No tech stock investor needs to be reminded of just how awful the sector has been. As the market transitioned to more defensive consumer staples due to rising interest rates, rampant inflation, and a stagnating economy, many previously high-flying tech stocks tumbled from their highs.

CrowdStrike (CRWD 0.32%) stock is down 31% from its November peak as the market rotated out of the sector, but business for the cybersecurity stock remains robust, which could be why it has bounced sharply higher off its lows.

Yet, with the Federal Reserve signaling it will take an aggressively hawkish stance on inflation -- St. Louis Fed president James Bullard says it's "fantasy" to think anything short of dramatic interest rate hikes that bring economic growth to a standstill will work -- the prospects of a recession may dent enthusiasm for CrowdStrike's cybersecurity solutions as even slow growth might make businesses hesitate to spend money. So, is it too late to buy this stock?

Gloved hands typing on a computer keyboard.

Image source: Getty Images.

Target-rich environment

Last year was a record for security breaches, which surpassed 2020's record year by 23%, according to Identity Theft Resource Center (ITRC), and it's looking like 2022 is on track to exceed that number.

The ITRC says the more than 400 compromised databases were reported in the first quarter, 14% ahead of the year-ago figure. What's worse is the organization's president and CEO Eva Velasquez says the first quarter of a year is typically the lowest period for reported incidents.

If you need a silver lining, though, the number of victims was cut in half from last year, so hackers are hacking fewer victims but apparently hitting them repeatedly.

That bodes well for cybersecurity stocks like CrowdStrike because, much like death and taxes, cyberattacks are now part of our daily existence. So, while companies might want to cut back on capital expenditures if the economy sours, cybersecurity is no longer a luxury expense. It has become a necessity.

A ready threat response

CrowdStrike uses sophisticated machine learning, artificial intelligence, and behavioral analysis to detect and thwart cybersecurity risks. Its top-rated Falcon platform monitors approximately six trillion events each week while affording customers the opportunity to dial in the protection they need through cost-effective personalization and customization solutions.

Falcon was built in the cloud, so it's often a more effective and cheaper cybersecurity solution than on-premises security products. And because the platform grows smarter as time progresses, it can recognize and respond to potential threats more quickly.

In less than five years, CrowdStrike's subscriber count has catapulted from 450 to more than 16,325, and 98% renew their subscriptions.

YOY Growth

FY 2020

FY 2021

FY 2022

Total Revenue

89%

74%

66%

Subscription Revenue

90%

77%

69%

Annual Recurring Revenue

92%

75%

65%

Data source: CrowdStrike annual SEC reports. YOY = year over year.

While no business can maintain a torrid pace of growth, CrowdStrike is proving nimble enough despite the increase in competition for cybersecurity services.

Everything is online

There are a number of reasons why businesses continue to respond to CrowdStrike's offerings, aside from the obvious need to protect against attacks.
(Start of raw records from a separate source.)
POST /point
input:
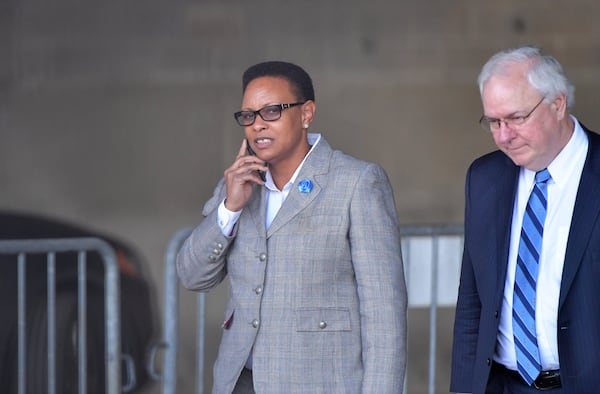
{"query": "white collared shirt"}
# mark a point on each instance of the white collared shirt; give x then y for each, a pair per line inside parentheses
(227, 219)
(566, 171)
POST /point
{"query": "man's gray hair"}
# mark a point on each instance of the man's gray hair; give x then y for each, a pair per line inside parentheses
(545, 73)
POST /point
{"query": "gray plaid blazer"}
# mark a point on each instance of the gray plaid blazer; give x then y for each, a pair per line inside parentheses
(319, 298)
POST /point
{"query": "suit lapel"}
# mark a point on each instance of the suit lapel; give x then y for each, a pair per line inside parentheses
(314, 169)
(585, 215)
(257, 207)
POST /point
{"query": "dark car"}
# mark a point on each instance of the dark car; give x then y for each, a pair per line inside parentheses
(136, 306)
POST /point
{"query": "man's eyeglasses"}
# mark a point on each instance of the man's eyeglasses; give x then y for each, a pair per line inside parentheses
(268, 113)
(493, 124)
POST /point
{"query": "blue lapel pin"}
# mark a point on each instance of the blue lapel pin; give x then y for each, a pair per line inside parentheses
(305, 186)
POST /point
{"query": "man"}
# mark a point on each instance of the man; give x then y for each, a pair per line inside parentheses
(311, 247)
(528, 311)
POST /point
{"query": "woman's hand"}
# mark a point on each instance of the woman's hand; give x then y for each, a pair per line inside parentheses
(240, 177)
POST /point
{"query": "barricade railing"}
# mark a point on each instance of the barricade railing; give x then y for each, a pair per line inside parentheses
(21, 249)
(170, 337)
(413, 255)
(435, 234)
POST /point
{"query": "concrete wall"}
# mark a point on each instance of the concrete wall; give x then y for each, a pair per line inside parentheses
(119, 113)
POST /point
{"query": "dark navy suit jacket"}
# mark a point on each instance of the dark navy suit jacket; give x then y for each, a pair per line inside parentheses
(491, 186)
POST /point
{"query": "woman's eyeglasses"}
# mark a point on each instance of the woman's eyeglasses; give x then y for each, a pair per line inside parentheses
(268, 113)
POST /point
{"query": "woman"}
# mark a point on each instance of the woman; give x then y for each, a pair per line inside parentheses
(318, 299)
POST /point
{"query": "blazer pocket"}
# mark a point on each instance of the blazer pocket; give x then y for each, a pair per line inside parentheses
(318, 222)
(323, 319)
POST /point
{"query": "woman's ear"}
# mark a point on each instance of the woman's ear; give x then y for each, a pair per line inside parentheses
(559, 105)
(308, 112)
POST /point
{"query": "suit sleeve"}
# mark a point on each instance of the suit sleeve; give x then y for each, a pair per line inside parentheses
(377, 261)
(202, 260)
(468, 311)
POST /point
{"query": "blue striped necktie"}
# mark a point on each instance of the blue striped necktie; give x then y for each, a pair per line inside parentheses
(530, 247)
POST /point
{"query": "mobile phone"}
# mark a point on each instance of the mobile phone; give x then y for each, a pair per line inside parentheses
(261, 174)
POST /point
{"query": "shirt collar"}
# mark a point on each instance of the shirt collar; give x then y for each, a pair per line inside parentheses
(313, 140)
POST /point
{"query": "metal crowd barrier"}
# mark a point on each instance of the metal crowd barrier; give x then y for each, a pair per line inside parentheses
(434, 233)
(170, 338)
(21, 248)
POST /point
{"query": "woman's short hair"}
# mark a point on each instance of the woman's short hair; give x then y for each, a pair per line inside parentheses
(298, 78)
(545, 73)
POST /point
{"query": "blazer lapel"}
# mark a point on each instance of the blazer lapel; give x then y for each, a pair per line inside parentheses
(314, 169)
(585, 215)
(507, 188)
(257, 208)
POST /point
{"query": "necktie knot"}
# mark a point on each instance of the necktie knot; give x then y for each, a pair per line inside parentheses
(542, 176)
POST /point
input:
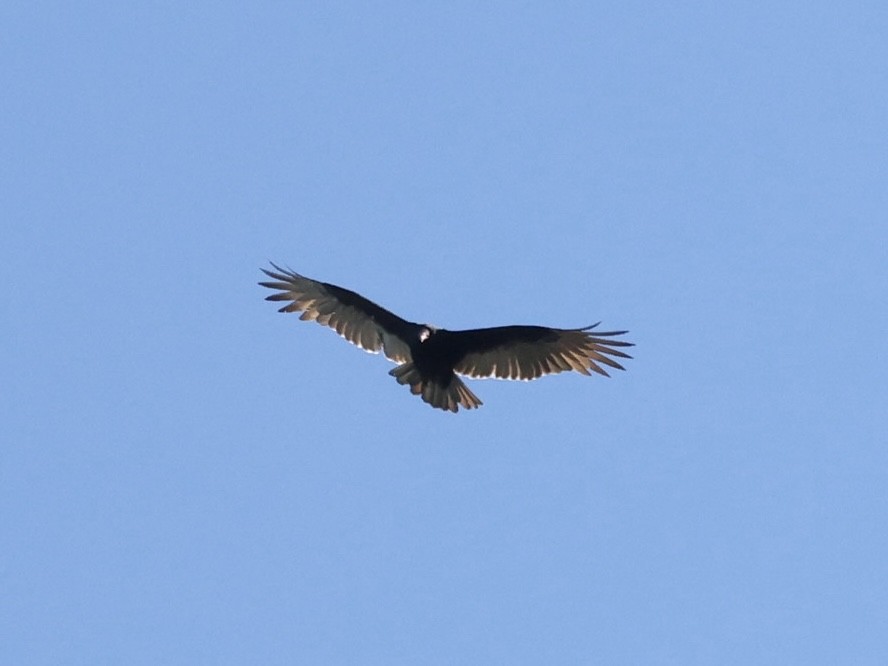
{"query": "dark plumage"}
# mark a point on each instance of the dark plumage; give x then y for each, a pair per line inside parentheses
(430, 358)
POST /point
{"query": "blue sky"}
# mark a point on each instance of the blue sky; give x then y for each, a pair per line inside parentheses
(189, 477)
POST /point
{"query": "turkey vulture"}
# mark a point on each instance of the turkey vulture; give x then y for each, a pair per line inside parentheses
(429, 359)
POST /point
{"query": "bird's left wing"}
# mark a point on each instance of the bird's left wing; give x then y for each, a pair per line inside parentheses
(529, 352)
(355, 318)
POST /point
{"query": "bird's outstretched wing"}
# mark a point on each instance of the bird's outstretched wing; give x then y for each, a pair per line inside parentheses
(529, 352)
(355, 318)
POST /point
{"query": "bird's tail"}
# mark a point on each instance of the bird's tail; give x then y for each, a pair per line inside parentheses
(447, 397)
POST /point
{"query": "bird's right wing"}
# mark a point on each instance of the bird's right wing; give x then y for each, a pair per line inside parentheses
(529, 352)
(355, 318)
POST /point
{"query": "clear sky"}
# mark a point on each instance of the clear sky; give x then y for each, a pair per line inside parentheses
(189, 477)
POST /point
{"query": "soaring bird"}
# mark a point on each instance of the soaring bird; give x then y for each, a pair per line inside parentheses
(429, 359)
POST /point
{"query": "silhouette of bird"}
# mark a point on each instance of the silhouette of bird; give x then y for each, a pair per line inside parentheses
(430, 359)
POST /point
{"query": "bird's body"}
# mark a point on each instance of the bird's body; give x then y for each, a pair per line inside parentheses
(430, 358)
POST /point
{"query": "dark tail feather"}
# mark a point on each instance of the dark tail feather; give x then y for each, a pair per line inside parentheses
(443, 397)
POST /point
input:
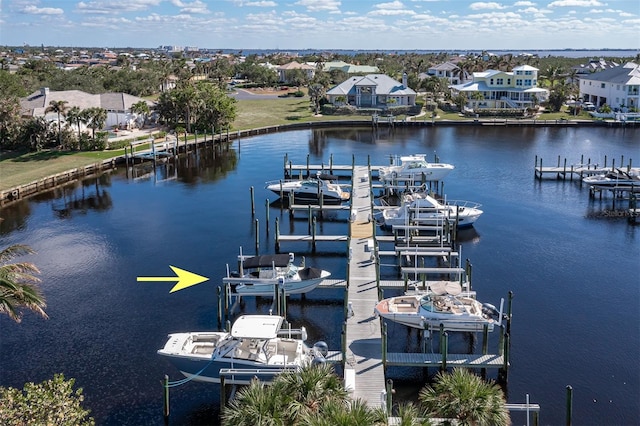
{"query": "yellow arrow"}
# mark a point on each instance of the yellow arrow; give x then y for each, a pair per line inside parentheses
(184, 279)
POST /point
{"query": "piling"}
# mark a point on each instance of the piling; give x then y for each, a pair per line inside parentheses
(166, 399)
(569, 405)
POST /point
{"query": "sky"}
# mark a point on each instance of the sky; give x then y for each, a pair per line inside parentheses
(431, 25)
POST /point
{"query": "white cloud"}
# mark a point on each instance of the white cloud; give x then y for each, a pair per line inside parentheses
(34, 10)
(320, 5)
(486, 5)
(576, 3)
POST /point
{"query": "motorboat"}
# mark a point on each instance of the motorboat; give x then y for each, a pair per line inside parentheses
(322, 187)
(256, 344)
(456, 312)
(422, 209)
(259, 275)
(414, 168)
(617, 178)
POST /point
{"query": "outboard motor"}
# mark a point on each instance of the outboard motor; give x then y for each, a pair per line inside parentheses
(321, 347)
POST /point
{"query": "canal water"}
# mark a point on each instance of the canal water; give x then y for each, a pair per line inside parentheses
(572, 262)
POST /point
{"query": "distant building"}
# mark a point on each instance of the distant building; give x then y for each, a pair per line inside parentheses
(502, 89)
(284, 69)
(617, 87)
(372, 91)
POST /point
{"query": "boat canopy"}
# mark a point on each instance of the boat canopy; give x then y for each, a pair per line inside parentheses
(256, 326)
(267, 260)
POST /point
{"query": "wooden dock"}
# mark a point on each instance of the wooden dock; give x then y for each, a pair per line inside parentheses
(364, 369)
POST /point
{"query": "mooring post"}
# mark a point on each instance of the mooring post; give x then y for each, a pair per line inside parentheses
(166, 399)
(444, 349)
(313, 235)
(223, 392)
(253, 206)
(257, 236)
(266, 207)
(569, 405)
(389, 395)
(218, 293)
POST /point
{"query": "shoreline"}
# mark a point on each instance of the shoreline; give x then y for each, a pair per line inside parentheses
(46, 183)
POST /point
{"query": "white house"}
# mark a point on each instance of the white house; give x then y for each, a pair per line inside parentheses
(502, 89)
(118, 105)
(617, 87)
(372, 91)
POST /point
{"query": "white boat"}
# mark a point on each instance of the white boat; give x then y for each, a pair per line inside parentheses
(259, 275)
(422, 209)
(414, 168)
(256, 344)
(614, 179)
(310, 190)
(456, 312)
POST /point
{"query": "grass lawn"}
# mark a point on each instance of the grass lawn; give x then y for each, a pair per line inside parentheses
(19, 169)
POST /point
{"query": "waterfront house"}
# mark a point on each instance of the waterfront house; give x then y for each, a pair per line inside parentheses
(453, 73)
(617, 87)
(517, 89)
(372, 91)
(118, 105)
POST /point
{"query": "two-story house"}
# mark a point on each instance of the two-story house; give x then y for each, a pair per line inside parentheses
(617, 87)
(372, 91)
(502, 89)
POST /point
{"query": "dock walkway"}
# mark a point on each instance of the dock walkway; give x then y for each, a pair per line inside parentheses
(363, 335)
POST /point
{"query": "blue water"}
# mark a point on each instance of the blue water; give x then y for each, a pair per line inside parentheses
(572, 262)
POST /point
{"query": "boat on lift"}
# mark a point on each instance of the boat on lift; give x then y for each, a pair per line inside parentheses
(323, 187)
(423, 209)
(414, 168)
(260, 275)
(256, 344)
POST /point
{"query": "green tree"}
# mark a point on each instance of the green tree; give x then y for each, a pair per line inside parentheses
(96, 118)
(60, 108)
(18, 284)
(141, 108)
(75, 117)
(465, 397)
(52, 402)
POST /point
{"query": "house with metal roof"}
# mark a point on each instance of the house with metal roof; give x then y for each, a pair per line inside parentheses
(617, 87)
(503, 90)
(372, 91)
(118, 105)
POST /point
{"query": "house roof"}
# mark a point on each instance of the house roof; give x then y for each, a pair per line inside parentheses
(628, 74)
(384, 85)
(295, 66)
(36, 103)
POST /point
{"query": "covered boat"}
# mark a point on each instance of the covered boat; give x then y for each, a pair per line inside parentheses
(422, 209)
(456, 312)
(257, 345)
(259, 275)
(414, 168)
(311, 190)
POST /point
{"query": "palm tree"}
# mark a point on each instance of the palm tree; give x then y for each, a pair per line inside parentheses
(18, 285)
(74, 116)
(463, 396)
(96, 118)
(59, 107)
(141, 108)
(292, 396)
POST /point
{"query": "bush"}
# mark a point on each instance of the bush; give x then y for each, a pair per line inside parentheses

Data continues to migrate to the cloud as more companies adopt digital and cloud-based solutions to enable a dispersed workforce to tap into their networks. Moreover, the rollout of 5G networks means the Internet of Things will see an even greater number of devices, appliances, and more tap into the online world, opening up new opportunities for security breaches.

That's why CrowdStrike's customization is key as customers can buy just the protection they need. The company says subscription customers who have adopted four or more modules, five or more modules, and six or more modules increased to 69%, 57%, and 34%, respectively, at the end of its fiscal year (Jan. 31).

Padlock and chain on computer keyboard.

Image source: Getty Images.

So, is it too late to buy CrowdStrike?

The problem with highfliers is, well, they've flown beyond reasonable valuations, making them ripe to be knocked down. CrowdStrike was just such a case, and by traditional metrics, it's still premium priced.

Shares go for 34 times sales, over 100 times the free cash flow it produces, and it's still producing generally accepted accounting principles (GAAP) losses. Though, on an adjusted basis, profits soared nearly 150% to $0.67 per share for the year. And analysts have high hopes for the future.

Sales are expected to triple over the next five years while per-share profits are expected to increase fivefold.

It stands to reason the stock price that has taken a breather in 2022 from the meteoric trajectory it was on will resume that upward trend. It may not be the rocket ride it was, and investors might not even catch the bottom buying in right now, but with cybercrime a growing threat, CrowdStrike looks like a long-term winner for your portfolio.